Die Probanden versuchten zusätzlich, ihre Schläfrigkeit mittels einer erhöhten Aufnahme von fett- und kohlenhydratreicher Nahrung zu kompensieren. Die veränderte Stoffwechsellage und die zusätzliche Energiezufuhr führten letztlich zu einer Gewichtszunahme.

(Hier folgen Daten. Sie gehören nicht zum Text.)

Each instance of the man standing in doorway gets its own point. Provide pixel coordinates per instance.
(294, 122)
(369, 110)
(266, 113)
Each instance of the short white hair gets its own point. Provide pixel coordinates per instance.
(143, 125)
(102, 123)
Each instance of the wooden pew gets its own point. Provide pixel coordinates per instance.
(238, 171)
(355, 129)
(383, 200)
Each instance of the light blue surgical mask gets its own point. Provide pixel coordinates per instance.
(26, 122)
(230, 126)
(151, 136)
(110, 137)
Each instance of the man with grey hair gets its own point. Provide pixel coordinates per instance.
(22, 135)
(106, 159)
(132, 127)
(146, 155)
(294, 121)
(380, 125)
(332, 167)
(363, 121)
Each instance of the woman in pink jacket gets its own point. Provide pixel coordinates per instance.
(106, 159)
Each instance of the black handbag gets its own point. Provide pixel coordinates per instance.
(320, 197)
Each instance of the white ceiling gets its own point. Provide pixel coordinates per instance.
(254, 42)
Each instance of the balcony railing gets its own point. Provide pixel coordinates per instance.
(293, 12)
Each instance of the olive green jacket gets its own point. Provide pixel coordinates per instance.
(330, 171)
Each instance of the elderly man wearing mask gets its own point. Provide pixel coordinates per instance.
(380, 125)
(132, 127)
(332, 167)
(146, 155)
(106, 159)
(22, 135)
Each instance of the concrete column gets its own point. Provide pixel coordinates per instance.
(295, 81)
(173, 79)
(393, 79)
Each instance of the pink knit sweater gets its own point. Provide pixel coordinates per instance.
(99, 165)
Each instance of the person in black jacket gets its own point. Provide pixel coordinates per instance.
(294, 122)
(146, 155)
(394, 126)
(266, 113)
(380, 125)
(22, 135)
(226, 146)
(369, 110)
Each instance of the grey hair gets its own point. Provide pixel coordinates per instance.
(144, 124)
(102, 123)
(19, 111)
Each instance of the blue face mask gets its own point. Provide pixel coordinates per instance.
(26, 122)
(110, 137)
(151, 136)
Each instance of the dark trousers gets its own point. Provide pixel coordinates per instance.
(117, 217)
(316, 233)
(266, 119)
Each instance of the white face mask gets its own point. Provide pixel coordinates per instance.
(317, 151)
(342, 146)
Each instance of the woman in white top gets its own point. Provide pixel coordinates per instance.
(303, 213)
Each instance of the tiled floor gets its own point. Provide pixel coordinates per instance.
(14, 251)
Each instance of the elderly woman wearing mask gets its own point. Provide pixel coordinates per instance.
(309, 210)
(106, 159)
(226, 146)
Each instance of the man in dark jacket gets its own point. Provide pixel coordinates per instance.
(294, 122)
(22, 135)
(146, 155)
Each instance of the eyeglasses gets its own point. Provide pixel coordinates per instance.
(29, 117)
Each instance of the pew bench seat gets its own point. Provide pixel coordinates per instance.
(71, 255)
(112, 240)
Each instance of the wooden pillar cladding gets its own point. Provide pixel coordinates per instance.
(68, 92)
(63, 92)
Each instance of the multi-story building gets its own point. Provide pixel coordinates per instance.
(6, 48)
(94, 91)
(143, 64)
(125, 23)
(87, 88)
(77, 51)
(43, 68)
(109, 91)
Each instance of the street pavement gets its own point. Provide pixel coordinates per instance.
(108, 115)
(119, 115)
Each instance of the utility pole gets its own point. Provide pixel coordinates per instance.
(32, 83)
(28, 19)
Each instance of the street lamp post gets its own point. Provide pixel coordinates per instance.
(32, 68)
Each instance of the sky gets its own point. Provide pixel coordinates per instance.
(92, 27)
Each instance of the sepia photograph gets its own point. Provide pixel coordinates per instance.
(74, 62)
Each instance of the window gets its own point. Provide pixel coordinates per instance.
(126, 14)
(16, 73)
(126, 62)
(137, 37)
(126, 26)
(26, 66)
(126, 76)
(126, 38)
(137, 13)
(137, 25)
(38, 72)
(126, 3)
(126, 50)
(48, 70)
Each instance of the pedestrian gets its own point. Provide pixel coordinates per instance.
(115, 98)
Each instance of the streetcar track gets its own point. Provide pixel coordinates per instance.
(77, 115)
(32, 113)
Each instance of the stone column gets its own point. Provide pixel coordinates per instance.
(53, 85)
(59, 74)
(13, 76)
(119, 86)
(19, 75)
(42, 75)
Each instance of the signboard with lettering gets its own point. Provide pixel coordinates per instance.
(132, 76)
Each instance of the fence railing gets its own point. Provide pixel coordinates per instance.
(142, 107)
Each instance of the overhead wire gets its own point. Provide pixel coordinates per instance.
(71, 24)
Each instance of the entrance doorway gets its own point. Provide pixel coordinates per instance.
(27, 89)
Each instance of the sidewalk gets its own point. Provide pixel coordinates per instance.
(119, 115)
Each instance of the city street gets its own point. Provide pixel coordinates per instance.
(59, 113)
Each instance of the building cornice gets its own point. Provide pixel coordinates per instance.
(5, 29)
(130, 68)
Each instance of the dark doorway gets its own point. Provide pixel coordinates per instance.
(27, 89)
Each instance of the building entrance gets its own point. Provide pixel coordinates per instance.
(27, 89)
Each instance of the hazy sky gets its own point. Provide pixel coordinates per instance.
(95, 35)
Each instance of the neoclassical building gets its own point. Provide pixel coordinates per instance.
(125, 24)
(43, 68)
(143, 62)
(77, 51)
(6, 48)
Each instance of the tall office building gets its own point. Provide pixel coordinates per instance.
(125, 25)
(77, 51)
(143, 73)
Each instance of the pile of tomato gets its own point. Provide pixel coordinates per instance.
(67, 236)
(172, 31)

Aktuelle Zahlen zum Thema Übergewicht und Diabetes aus Deutschland sind besorgniserregend:
Laut der Deutschen Gesundheitsumfrage aus dem Jahr 2012 haben 7,2% der Bevölkerung einen bekannten Diabetes und zusätzlich 2,1% einen unentdeckten Diabetes (insgesamt 9,3%). Diese Zahl basiert auf einer repräsentativen nationalen Bevölkerungsstichprobe im Alter von 18-79 Jahren. Basierend auf Berechnungen bei Versicherten der Allgemeinen Ortskrankenkassen (AOK) und Hochrechnung auf ganz Deutschland gab es im Jahre 2009 8,0 Millionen behandelte Diabetesfälle, entsprechend 9,7% der Bevölkerung. Das entspricht einem Anstieg von 49% gegenüber dem Jahr 2000 (5,4 Millionen Fälle oder 6,5% der Bevölkerung). Die höchsten Steigerungsraten zeigen sich bei den über 60-jährigen. Von ihnen haben nach den neuesten Ergebnissen des Leipziger Forschungszentrums für Zivilisationskrankheiten (LIFE-Gesundheitsstudie von 2013) mehr als ein Fünftel Typ-2-Diabetes, ein knappes Drittel gilt als fettsüchtig (BMI über 30).

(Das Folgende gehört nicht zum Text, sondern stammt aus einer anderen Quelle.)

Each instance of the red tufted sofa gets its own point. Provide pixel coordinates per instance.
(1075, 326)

Bei Kindern und Jugendlichen ist eine große Zahl übergewichtiger Kinder gefährdet, an Typ-2-Diabetes zu erkranken. Zudem haben viele bereits Gefäßschäden. Zum Typ-2-Diabetes und der Adipositas (starkes Übergewicht) im Kindes- und Jugendalter sagt Wieland Kiess, Chefarzt und Direktor der Universitätsklinik und Poliklinik für Kinder und Jugendliche in Leipzig: „6 bis 8 % aller deutschen Kinder sind adipös, 11 bis 13 % übergewichtig. Dies bedeutet, daß mehr als doppelt so viele Kinder und Jugendliche adipös sind wie vor 10 Jahren. Circa 10 bis 20 % adipöser Jugendlicher haben bereits eine Störung des Kohlenhydratstoffwechsels, also einen Vorläufer des Diabetes. Außerdem haben wir mindestens eine jährliche Verfünffachung der Neuerkrankungen an Typ-2-Diabetes bei Jugendlichen in Deutschland.“
Aus der Zellbiologie und der Physiologie ist bekannt, daß entscheidend ist, wie lange ein krankmachender Reiz auf die Zelle oder den Organsimsus einwirkt. Bleibt der krankmachende Reiz aus, benötigt die Zelle bzw. der Organismus mindestens dieselbe Zeitdauer um sich zu regenerieren. Bis 1996 galt die Sommerzeitverordnung in der EU von Ende März bis Ende September, also für sechs Monate. Derzeit gilt die Sommerzeitverordnung für sieben Monate, der krankmachende Reiz setzt also bereits innerhalb der Erholungsphase erneut ein. Hier könnte eine der Ursachen dafür liegen, dass viele Krankheiten an Zahl und Stärke von Jahr zu Jahr kontinuierlich zunehmen.
Doch wir haben es in der Hand, daß wir alle einer gesünderen und sicheren Zukunft entgegen sehen. Wir müssen uns gegen die Sommerzeitverordnung wehren!
Vielen herzlichen Dank für Eure Mithilfe und Euer Engagement.